It’s quite interesting, isn’t it? They’re ‘doing good’ while polluting the planet.

Illustration showing the history of Coca Cola bottles

Watch the video Uncovering Fact vs Fiction on Coke’s Iconic Bottle by The Story of Stuff Project, which alleges Coca-Cola’s advertising amounts to greenwashing.

Now we’re not saying to boycott Coca-Cola. This example highlights the importance of digging a little deeper. It is wise to be a bit suspicious of brands (especially large multinationals) as this allows you to be more critical and figure out for yourself what you’re willing to support (or not). All data should be seen in a wider context.
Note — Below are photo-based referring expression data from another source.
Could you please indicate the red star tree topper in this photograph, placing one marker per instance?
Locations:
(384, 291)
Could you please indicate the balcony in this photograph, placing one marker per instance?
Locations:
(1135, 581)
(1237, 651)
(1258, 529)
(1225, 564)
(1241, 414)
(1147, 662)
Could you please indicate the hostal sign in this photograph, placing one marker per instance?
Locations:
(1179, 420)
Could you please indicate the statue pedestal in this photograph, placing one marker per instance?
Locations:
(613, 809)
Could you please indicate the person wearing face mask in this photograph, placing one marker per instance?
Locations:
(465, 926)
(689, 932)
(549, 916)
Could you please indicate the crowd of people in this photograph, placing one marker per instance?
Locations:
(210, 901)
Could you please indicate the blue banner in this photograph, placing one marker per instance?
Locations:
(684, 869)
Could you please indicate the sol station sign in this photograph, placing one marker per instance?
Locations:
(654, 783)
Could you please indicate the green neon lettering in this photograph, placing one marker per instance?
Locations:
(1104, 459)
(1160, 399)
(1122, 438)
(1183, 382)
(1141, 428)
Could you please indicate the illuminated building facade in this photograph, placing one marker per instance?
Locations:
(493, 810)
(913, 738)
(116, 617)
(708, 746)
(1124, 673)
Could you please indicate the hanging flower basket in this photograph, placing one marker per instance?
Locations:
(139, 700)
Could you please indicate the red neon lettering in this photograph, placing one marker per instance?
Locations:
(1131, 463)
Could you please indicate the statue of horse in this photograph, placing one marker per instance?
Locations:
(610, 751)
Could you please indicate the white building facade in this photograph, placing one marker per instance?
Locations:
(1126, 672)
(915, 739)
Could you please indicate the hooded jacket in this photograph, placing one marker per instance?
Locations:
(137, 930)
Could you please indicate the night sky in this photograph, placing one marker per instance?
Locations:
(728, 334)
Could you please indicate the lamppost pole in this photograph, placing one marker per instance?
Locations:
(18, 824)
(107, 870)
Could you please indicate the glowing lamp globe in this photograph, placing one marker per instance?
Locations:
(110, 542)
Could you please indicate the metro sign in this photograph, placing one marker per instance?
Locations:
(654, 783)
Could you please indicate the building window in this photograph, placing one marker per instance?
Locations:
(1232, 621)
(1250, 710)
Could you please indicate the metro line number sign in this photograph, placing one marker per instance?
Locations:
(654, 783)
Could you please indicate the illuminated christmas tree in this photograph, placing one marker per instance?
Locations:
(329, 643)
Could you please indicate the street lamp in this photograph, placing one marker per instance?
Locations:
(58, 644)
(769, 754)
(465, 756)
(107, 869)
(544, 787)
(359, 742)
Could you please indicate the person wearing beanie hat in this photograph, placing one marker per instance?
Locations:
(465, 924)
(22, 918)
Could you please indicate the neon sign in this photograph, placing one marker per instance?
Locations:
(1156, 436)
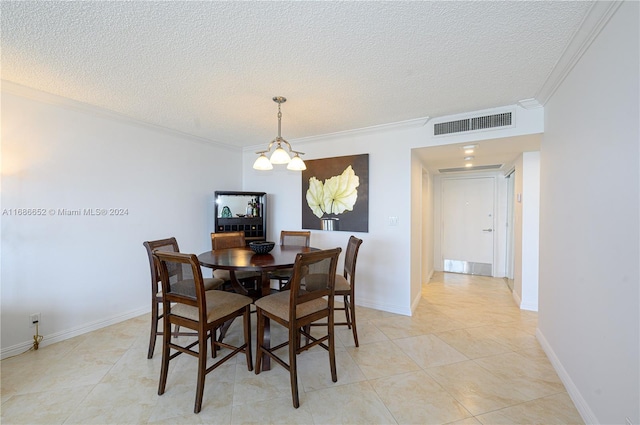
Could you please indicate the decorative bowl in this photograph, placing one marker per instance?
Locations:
(261, 247)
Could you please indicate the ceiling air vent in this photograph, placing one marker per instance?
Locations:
(470, 124)
(477, 168)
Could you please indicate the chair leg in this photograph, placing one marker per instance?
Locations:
(353, 323)
(346, 311)
(164, 368)
(294, 342)
(259, 340)
(352, 319)
(247, 338)
(154, 329)
(214, 348)
(202, 366)
(332, 348)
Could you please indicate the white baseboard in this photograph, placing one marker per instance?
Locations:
(70, 333)
(516, 298)
(583, 408)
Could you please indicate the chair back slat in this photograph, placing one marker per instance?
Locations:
(313, 278)
(168, 245)
(189, 289)
(353, 246)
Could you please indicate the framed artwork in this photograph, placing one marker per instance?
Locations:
(335, 194)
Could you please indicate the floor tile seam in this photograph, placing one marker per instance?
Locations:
(79, 405)
(517, 404)
(373, 388)
(451, 394)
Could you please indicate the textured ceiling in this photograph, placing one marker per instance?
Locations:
(210, 69)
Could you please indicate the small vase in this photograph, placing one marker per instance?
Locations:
(330, 223)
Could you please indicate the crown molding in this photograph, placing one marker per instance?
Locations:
(592, 24)
(30, 93)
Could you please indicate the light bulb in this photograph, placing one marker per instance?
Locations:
(262, 163)
(296, 164)
(280, 156)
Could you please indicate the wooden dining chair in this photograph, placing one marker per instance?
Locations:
(293, 238)
(346, 286)
(310, 298)
(169, 245)
(187, 304)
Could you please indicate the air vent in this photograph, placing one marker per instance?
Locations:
(477, 168)
(470, 124)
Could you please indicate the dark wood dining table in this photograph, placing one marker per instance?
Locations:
(244, 259)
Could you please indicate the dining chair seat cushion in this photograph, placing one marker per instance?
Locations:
(212, 283)
(278, 305)
(226, 276)
(342, 284)
(186, 286)
(219, 304)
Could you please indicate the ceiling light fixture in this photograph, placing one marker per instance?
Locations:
(279, 155)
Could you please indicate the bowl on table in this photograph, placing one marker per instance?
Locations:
(261, 247)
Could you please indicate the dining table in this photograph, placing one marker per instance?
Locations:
(246, 260)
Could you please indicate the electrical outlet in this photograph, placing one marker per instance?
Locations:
(33, 319)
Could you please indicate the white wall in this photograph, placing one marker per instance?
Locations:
(384, 265)
(589, 321)
(84, 272)
(530, 230)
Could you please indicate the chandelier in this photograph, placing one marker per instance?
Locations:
(279, 155)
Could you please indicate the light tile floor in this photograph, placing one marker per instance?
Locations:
(467, 356)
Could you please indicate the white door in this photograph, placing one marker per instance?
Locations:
(468, 225)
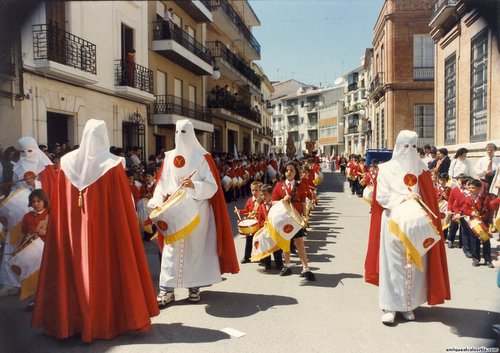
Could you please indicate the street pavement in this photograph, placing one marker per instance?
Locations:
(259, 311)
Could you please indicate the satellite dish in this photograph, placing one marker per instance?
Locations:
(339, 81)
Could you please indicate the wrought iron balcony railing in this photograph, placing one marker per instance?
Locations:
(219, 49)
(169, 104)
(377, 82)
(352, 129)
(213, 5)
(133, 75)
(169, 30)
(55, 44)
(423, 73)
(225, 100)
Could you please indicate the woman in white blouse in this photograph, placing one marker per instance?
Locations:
(460, 164)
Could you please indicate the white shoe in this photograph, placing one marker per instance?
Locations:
(165, 298)
(388, 317)
(8, 290)
(408, 315)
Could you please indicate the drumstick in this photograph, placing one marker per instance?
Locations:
(422, 203)
(237, 212)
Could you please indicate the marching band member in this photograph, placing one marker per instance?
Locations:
(250, 211)
(94, 280)
(208, 251)
(477, 205)
(34, 224)
(403, 287)
(262, 212)
(293, 191)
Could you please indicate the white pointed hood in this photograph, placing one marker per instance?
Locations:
(188, 152)
(32, 158)
(92, 160)
(405, 154)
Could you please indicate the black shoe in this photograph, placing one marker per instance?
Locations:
(308, 276)
(286, 271)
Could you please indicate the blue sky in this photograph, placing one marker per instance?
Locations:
(313, 41)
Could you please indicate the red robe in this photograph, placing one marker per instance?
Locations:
(228, 262)
(94, 278)
(31, 220)
(438, 283)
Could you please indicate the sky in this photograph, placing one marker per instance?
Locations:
(313, 41)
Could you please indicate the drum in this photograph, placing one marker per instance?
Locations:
(227, 182)
(3, 233)
(414, 228)
(248, 226)
(443, 213)
(368, 194)
(283, 222)
(263, 245)
(479, 229)
(271, 172)
(14, 207)
(318, 178)
(27, 258)
(143, 214)
(177, 217)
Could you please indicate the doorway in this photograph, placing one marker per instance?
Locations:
(58, 128)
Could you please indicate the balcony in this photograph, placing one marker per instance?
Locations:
(60, 54)
(168, 109)
(423, 73)
(352, 129)
(223, 13)
(198, 10)
(377, 86)
(178, 46)
(312, 106)
(352, 87)
(442, 10)
(133, 81)
(232, 66)
(226, 106)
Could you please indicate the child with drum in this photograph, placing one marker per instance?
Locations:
(293, 191)
(250, 211)
(262, 212)
(33, 226)
(477, 207)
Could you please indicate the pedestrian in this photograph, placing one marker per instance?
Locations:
(402, 286)
(94, 279)
(460, 164)
(486, 166)
(262, 212)
(206, 251)
(477, 206)
(293, 191)
(250, 212)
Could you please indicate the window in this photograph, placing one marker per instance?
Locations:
(479, 85)
(423, 58)
(450, 109)
(423, 121)
(382, 129)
4. Check for environmental  accreditations

Self-reporting environmental data is one thing, but formally verified data is better. That’s where accreditations come in. They are industry-recognised verifications or certifications relating to a product, service or organisation. Accreditations may relate to environmental, social, safety, quality, procedural, country of origin or other attributes.

Getting accredited usually involves a rigorous verification process, which may include auditing, testing, reviewing documentation or other relevant checks and measures. There’s usually a cost involved for this. If successful, the company or brand earns the right to display the accreditation mark and use it in their marketing.

One thing to bear in mind is that small or micro businesses might not have the money or resources to get accredited. This does not mean they are not as sustainable as larger companies. It just means they can’t afford to prove it or display a label saying so!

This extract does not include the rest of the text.